In 2005 many active NHL players saw action in the tournament. HC Davos boasted Jonas Hiller in goal, and Martin St. Louis, Joe Thornton, and Rick Nash up front. Metallurg Magnitogorsk, the eventual winners, would play NHLers like Sergei Gonchar, Patrik Elias, and Petr Sýkora. Team Canada opted not to include NHL players on the roster, but still made it to the finals.

In 2012 another lockout season Team Canada decided to take advantage. Patrice Bergeron , Jason Spezza, Devan Dubnyk, and Ryan Smythe were some fo the players to wear the red and white. Club Teams were also given a boost. HC Davos put Rick Nash, Patrick Kane, and Joe Thoronton on the front lines. Canada would win the tournament final 7-2 over HC Davos.

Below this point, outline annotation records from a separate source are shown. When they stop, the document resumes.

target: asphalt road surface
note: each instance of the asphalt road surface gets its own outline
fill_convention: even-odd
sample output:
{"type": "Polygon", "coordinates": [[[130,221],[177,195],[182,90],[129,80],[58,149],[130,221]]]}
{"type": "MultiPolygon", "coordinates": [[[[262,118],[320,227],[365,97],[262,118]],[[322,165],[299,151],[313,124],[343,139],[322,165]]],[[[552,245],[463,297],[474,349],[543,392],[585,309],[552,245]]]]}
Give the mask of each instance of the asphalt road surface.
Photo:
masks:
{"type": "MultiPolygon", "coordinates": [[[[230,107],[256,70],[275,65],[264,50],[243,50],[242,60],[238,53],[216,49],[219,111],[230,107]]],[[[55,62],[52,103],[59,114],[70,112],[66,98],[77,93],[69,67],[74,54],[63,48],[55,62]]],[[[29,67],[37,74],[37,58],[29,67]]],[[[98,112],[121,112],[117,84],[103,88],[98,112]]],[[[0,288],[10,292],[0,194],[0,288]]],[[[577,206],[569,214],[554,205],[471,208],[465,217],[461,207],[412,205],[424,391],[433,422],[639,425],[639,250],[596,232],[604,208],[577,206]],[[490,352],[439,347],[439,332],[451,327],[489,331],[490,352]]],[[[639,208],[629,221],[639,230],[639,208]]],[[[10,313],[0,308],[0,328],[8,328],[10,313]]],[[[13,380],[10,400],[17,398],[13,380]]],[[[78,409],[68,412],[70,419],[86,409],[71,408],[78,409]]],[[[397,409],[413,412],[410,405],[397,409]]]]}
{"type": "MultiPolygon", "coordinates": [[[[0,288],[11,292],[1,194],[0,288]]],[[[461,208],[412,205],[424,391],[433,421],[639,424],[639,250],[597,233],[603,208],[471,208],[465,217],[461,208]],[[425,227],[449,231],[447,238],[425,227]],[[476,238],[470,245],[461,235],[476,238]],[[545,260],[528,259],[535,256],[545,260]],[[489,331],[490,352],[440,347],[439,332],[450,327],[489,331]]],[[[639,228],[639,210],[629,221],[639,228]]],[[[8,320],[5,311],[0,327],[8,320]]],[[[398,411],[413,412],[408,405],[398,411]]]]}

2015: Will I know any of these guys?

This year the six teams are: HC Davos (NLA-Switzerland), Team Canada, Avtomobilist Yekaterinburg (KHL-Russia), HC Lugano (NLA-Switzerland), Adler Mannheim (DEL-Germany), and Jokerit Helsinki (KHL-Finland).

There are plenty of former NHLers on each team, lots of ex-Maple Leafs as well:

Jokerit: Peter Regin (Blackhawks), Brandon Kozun (Maple Leafs), Tim Kennedy (Sabres), Jesse Joensuu (Islanders), Niklas Hagman (Maple Leafs)

Adler Mannheim: Glen Metropolit (Canadiens), Brandon Yip (Coyotes)

HC Lugano: Tim Stapleton (Maple Leafs)

HC Davos: Devin Setoguchi (Flames)

Team Canada is usually stocked with former North American pros, this year has a couple ex-Maple Leafs on the roster: Keith Aulie and Matthew Lombardi. Joining them will be Matt D'Agostini (Canadiens), Cory Conacher (Senators), Derek Roy (Sabres), and others, including Sam Carricks little brother, Tevor.

Wait, can I watch it?

Yep. TSN will be showing the games on TSN2/5 in Canada, with the final being shown on TSN1/3/5. Team Canada's first game will be shown on December 26th at 2PM.

Enjoy the holidays, and I hope you know a bit more about thsoe games that are on in between the World Juniors.